All about laser hair removal. The truth, the misconceptions and the side effects.




Many of us have thought about getting laser hair removal at some time in our lives. When the technology first came out it was very expensive and seemed to be a luxury for the very rich or people willing to go into debt for a very long time. The only problem with that was they were still paying for the treatments and their hair was starting to grow back.

Laser hair removal in it's infancy was effective but not permanent. It also had a lot of scary side effects, like burning and peeling. But with the improvements in the lasers themselves and operator training, these side effects have been greatly diminished. The hair removal has become more effective and longer lasting.




How does laser hair removal work?

Laser hair removal is the use of laser energy to produce long-term hair reduction, not permanent. The laser produces heat in the hair, which is transferred to the hair follicle, which in-turn produces inflammation, and this inflammation sends a signal to the hair follicle to go into the resting phase.Although laser hair removal is often billed as permanent, a 50 percent to 70 percent reduction after three treatments, performed six weeks apart, is more realistic.

The tricky part of laser hair removal is targeting the hair shaft without damaging the melanin pigment in the surface of the skin. The darker a patient’s skin, the more difficult it is to avoid injuring the surface of the skin while treating the hair. For this reason, there are three main types of hair removal lasers that are used today, and depending on the thickness of the hair and the color of the skin, one laser may provide benefits as compared to another.

What if I have darker skin?

Patients with very dark skin need to have faith in the person performing the laser treatment. Because people with darker skin have a lot more melanin, their skin can be easily damaged and scarred by lasers. Practitioners should be using lasers with the longest wavelength of light. This is because melanin is designed to absorb short wavelengths of light such as UV Light, and the ability of melanin to absorb light decreases as you go to longer and longer wavelengths, thereby decreasing risk to darker skin. Melanin will still absorb the longer wavelength reasonably well, even at very long wavelengths. Do your homework and find the right practitioner for you. Get referrals. The more experienced, the better the result.

Does it hurt?

The first time hurts. I won't lie. It feels as though tiny elastic bands are being slapped repeatedly against your skin. The darker and thicker the hair the worse it hurts. It is relatively quick so I thought it was definitely worth the pain. The second time hurt as well, but by the third treatment I only felt a "snap" when the laser would hit a dark black hair. By the third treatment I had very few of those. I would liken the sensation to waxing. If you have waxed the area before, it will feel about the same amount of pain the first time, however the laser pain subsides a lot faster.
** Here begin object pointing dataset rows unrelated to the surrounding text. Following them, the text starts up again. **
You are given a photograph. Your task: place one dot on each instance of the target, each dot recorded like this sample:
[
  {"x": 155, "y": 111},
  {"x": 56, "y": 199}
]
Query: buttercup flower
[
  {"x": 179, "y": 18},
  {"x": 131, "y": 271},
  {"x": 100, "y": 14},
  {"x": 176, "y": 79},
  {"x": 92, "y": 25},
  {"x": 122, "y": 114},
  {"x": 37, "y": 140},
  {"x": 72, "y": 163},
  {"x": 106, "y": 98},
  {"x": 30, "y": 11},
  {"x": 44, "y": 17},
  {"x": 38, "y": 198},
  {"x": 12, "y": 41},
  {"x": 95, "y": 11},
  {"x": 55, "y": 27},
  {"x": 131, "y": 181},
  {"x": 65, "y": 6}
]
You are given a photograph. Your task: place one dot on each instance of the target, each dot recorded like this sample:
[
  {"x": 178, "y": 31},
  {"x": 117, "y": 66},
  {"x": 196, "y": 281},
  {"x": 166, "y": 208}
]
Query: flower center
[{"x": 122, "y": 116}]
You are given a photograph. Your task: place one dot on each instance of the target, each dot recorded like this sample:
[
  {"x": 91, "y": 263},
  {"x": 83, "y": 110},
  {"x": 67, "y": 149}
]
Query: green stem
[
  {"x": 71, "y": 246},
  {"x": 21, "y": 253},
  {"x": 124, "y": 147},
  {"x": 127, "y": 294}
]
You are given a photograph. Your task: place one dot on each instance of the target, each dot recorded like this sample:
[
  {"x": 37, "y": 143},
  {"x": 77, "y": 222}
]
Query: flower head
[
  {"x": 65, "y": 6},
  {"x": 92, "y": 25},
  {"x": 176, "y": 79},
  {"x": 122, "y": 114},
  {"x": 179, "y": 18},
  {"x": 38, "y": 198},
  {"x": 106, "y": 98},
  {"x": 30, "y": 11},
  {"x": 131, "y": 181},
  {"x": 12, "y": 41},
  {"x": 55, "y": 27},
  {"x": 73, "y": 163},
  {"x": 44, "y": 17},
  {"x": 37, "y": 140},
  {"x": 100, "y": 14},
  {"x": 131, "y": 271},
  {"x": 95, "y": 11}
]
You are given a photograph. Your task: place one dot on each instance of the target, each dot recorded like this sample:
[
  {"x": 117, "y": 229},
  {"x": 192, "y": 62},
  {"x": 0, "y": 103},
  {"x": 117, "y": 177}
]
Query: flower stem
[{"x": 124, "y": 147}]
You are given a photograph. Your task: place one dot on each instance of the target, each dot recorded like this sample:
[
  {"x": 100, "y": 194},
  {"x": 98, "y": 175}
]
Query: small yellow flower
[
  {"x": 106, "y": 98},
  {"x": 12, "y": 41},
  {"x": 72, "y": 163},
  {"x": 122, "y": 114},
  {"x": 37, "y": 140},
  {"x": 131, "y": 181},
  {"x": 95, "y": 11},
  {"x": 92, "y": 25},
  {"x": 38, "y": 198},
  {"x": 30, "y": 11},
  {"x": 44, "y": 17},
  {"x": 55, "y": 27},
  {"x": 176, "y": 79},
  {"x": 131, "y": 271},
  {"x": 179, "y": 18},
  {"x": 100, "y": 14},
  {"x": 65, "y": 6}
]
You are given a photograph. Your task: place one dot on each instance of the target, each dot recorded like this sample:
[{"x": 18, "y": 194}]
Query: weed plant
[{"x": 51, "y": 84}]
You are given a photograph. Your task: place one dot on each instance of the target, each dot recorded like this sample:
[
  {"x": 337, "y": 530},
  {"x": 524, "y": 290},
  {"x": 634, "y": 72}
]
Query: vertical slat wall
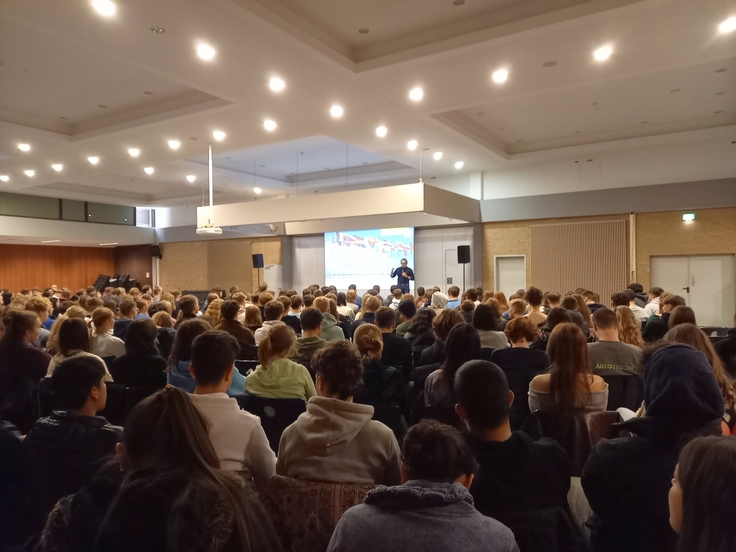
[{"x": 591, "y": 255}]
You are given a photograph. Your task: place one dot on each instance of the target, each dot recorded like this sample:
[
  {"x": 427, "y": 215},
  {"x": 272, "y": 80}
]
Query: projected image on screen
[{"x": 367, "y": 257}]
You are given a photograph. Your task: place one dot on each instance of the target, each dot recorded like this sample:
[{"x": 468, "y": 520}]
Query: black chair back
[{"x": 275, "y": 414}]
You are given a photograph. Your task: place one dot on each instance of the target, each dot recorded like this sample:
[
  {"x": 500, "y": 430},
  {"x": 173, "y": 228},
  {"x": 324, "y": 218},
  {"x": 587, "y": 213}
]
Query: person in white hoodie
[
  {"x": 335, "y": 440},
  {"x": 239, "y": 441}
]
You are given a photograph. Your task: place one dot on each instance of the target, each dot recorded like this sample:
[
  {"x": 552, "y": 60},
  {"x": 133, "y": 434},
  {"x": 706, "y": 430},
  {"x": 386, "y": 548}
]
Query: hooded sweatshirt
[
  {"x": 239, "y": 441},
  {"x": 281, "y": 379},
  {"x": 336, "y": 441},
  {"x": 420, "y": 516}
]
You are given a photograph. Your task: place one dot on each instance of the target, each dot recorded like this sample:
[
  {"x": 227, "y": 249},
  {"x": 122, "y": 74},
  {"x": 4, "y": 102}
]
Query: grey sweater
[{"x": 420, "y": 516}]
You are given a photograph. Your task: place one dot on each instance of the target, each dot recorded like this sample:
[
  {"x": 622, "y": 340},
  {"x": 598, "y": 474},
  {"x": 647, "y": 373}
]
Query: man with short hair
[
  {"x": 239, "y": 441},
  {"x": 311, "y": 340},
  {"x": 520, "y": 482},
  {"x": 66, "y": 449},
  {"x": 272, "y": 313},
  {"x": 608, "y": 354},
  {"x": 658, "y": 327},
  {"x": 453, "y": 294},
  {"x": 432, "y": 510},
  {"x": 396, "y": 349}
]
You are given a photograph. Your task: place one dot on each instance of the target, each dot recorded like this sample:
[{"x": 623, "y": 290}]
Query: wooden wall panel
[{"x": 26, "y": 266}]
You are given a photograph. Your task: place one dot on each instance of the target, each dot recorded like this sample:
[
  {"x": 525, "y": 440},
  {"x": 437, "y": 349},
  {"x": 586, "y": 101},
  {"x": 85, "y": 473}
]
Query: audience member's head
[
  {"x": 436, "y": 452},
  {"x": 339, "y": 370}
]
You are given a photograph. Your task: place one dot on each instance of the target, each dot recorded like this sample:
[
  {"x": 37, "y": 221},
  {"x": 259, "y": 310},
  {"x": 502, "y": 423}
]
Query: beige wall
[
  {"x": 713, "y": 232},
  {"x": 199, "y": 265}
]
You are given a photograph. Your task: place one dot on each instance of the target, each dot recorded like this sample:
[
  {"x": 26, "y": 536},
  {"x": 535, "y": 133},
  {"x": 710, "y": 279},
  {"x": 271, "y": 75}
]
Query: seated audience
[
  {"x": 311, "y": 340},
  {"x": 629, "y": 328},
  {"x": 102, "y": 343},
  {"x": 445, "y": 320},
  {"x": 239, "y": 441},
  {"x": 517, "y": 478},
  {"x": 432, "y": 510},
  {"x": 21, "y": 367},
  {"x": 335, "y": 440},
  {"x": 521, "y": 365},
  {"x": 626, "y": 480},
  {"x": 141, "y": 363},
  {"x": 382, "y": 384},
  {"x": 396, "y": 349},
  {"x": 702, "y": 490},
  {"x": 486, "y": 320},
  {"x": 463, "y": 344},
  {"x": 272, "y": 313},
  {"x": 330, "y": 330},
  {"x": 555, "y": 317},
  {"x": 656, "y": 328},
  {"x": 570, "y": 384},
  {"x": 173, "y": 496},
  {"x": 276, "y": 376},
  {"x": 608, "y": 353},
  {"x": 74, "y": 342},
  {"x": 127, "y": 311},
  {"x": 65, "y": 450}
]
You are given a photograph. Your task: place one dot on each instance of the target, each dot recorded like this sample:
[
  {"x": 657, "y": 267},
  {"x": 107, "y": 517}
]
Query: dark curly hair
[{"x": 340, "y": 366}]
Some places will give you a topical cream to numb the area you are treating. I personally did not use this option. If there was any burning I wanted to be able to feel it so I could tell them to stop so as to not be permanently damaged. I was also told it may alter the effectiveness of the laser.

But obviously we all have a different pain tolerance and different areas of the body hurt more than others so it would be relative to the individual.

How many treatments will I need?

People usually don't need more than three or four treatments. However, if it is an area that you normally pluck or wax, you may need a few more. Another reason for extra sessions is if you have a hormonal imbalance. Six is usually the max and you can probably expect to have an additional "maintenance" session once a year.

What are the risks?

Redness and swelling. I personally experienced redness and swelling for a couple of hours after. By the next morning you couldn't tell I had anything done. An ice pack would help this.

Scarring. This is the scariest one to me. The more pigment in your skin the greater risk there is of scarring. I am told that the risk is still relatively small but it is still a risk. Find an experienced practitioner. Check their training, and experience.

Darkening of the skin. This is usually a temporary condition but in rare instances it may be permanent.

Lightening of the skin. This is a concern for people who have darker skin. I actually had this occur to me but it was a couple of moles that had lightened and it wasn't permanent.